Friday, the 9th Circuit surprised me (and I assume quite a few others who tend to always assume that court will take the most liberal position possible) with its holding basically affirming the rationale of the panel. Jespersen v. Harrah's Operating Company, Inc. (9th Cir. en banc 4/14/06) [pdf]. Now is probably an appropriate time to change my third prediction that this would ultimately merit Supreme Court review.
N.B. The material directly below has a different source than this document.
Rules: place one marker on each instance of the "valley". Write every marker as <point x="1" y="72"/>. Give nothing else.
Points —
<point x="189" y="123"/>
While certiorari may be filed, I would be surprised if it were granted.

The en banc court, took on the same two issues addresssed by the panel. First, with respect to its line of cases that grooming codes can are discriminatory if they are unequally burdensome on men and women, the Court reaffirmed that line, but found this record did not establish such a difference.

With respect to gender stereotyping, the Court was also careful not to cut off future claims, saying it is possible that there could be a grooming code that would fall because of gender stereotyping, but again not on the record of this case.

The Court tried to provide some guidance by noting this was not a grooming code that was intent on portraying women as sexual objects, nor one that led to an employee being harassed because of their failure to comply with a gender stereotype. But erhaps what was most persuasive to the Court was what might happen if it reversed the summary judgment for the employer:

We respect Jespersen’s resolve to be true to herself and to the image that she wishes to project to the world. We cannot agree, however, that her objection to the makeup requirement, without more, can give rise to a claim of sex stereotyping under Title VII. If we were to do so, we would come perilously close to holding that every grooming, apparel, or appearance requirement that an individual finds personally offensive, or in conflict with his or her own self image, can create a triable issue of sex discrimination.

It seems the possibility of a world without grooming codes was just too much for at least 7 of the 11 judges assigned the case.

The decision had two dissents, including an eloquent one by Judge Kozinski, which among other arguments would find requiring makeup of women only is in fact a classic sexual stereotype:

Women’s faces, just like those of men, can be perfectly presentable without makeup; it is a cultural artifact that most women raised in the United States learn to put on—and presumably enjoy wearing —cosmetics. But cultural norms change; not so long ago a man wearing an earring was a gypsy, a pirate or an oddity. Today, a man wearing body piercing jewelry is hardly noticed. So, too, a large (and perhaps growing) number of women choose to present themselves to the world without makeup. I see no justification for forcing them to conform to Harrah’s quaint notion of what a “real woman” looks like.

This is a narrowly written case, designed not to hem the court in for future cases. But for Jespersen, she has now had her best shot.

For more on the decision, check out Ross Runkel's analysis, Gender-based grooming code survives Title VII attack. He starts provocatively, "The decision leaves me wondering whether that court ever reads the statute," and concludes even more emphatically, "The grooming code fit the court's own sex stereotypes exactly.